They cycled through an airlock, stepping into a room considerably colder than the one they had just been in. Lyta took a Thermaskin parka from the rack. "You might want this."

He took it and shrugged into it. "Why is the floor tilted?"

"When they built this base, they melted the surface ice and sank it. From space, it looks like a meteor strike. Even to radar it might be just one of a thousand metal bearing plumes from volcanic vents. The complex is built in modules, each capable of being self-sustaining, and of floating, should the ice melt again, say from a thermonuclear burst on the surface.
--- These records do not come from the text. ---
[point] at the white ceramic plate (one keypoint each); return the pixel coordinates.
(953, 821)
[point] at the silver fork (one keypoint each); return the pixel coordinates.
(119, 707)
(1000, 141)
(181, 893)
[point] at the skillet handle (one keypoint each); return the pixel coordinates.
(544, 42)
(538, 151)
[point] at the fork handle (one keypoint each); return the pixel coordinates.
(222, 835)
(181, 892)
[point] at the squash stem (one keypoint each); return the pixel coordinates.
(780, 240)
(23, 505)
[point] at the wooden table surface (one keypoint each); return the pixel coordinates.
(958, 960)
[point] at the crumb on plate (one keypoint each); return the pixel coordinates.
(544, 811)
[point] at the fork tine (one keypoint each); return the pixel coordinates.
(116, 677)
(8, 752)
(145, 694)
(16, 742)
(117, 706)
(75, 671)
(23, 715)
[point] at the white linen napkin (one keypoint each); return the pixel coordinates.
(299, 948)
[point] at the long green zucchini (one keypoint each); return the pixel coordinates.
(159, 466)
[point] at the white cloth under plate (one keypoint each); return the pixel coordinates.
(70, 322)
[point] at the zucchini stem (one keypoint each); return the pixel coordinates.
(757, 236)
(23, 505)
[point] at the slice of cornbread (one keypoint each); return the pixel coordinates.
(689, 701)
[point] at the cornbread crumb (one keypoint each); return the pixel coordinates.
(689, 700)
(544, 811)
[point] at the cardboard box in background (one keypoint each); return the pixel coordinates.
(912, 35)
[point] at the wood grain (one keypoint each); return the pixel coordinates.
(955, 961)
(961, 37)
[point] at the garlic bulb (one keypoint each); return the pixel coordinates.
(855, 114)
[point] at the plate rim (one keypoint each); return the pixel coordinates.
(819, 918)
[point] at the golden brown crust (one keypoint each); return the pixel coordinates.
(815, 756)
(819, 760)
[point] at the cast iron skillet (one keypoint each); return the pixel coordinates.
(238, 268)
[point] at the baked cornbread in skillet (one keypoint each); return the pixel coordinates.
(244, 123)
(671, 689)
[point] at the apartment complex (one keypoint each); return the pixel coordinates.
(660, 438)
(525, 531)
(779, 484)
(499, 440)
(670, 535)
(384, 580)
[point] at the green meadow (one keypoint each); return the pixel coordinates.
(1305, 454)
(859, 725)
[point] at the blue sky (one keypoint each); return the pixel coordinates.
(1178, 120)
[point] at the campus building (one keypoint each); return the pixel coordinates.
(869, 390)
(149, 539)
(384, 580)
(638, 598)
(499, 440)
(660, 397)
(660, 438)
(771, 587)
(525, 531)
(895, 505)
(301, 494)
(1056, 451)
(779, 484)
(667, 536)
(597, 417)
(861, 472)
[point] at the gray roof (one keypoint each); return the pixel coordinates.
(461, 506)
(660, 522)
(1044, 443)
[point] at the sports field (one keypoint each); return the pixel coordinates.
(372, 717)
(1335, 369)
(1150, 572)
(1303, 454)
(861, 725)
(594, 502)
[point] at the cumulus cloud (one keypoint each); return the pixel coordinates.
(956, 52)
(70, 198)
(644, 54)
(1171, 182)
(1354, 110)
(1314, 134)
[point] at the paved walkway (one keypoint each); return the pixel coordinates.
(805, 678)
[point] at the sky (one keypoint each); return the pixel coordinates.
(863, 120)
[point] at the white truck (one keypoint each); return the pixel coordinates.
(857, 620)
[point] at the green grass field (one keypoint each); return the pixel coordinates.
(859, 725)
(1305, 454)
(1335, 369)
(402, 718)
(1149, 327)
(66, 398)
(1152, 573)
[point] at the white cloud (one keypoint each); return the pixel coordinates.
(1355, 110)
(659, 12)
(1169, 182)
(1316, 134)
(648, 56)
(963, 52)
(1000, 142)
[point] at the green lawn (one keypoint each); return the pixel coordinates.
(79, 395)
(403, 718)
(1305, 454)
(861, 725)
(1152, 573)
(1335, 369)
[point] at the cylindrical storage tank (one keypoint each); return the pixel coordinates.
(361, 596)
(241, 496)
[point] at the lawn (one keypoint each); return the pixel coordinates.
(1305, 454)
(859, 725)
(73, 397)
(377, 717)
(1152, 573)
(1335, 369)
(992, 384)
When we got here, the base commander had started a self-destruct sequence designed to separate the modules and sink them another kilometer or so. I stopped him and shunted the sequence, but not before a few of the preliminary charges went off. The ice around this module thawed just enough to cant it a bit. Come on."

They came to another lock, but when this one cycled, they were staring at a tunnel cut through ice.

"The next module came loose and drifted about ten meters. We cut through."

"It's cold!"

"Yes. We can't warm it enough for the ice to melt. But it isn't far."

It wasn't, but the next module was also cold when they entered it, a point made most clear by the six rock-solid bodies in Psi Corps uniform lying in various positions on the floor.

"I like what you've done with the place."

"We didn't do this. This is Psi Corps sacrificing its own."

"No need to get defensive," Garibaldi said.

"You have a knack for making one feel defensive, Michael."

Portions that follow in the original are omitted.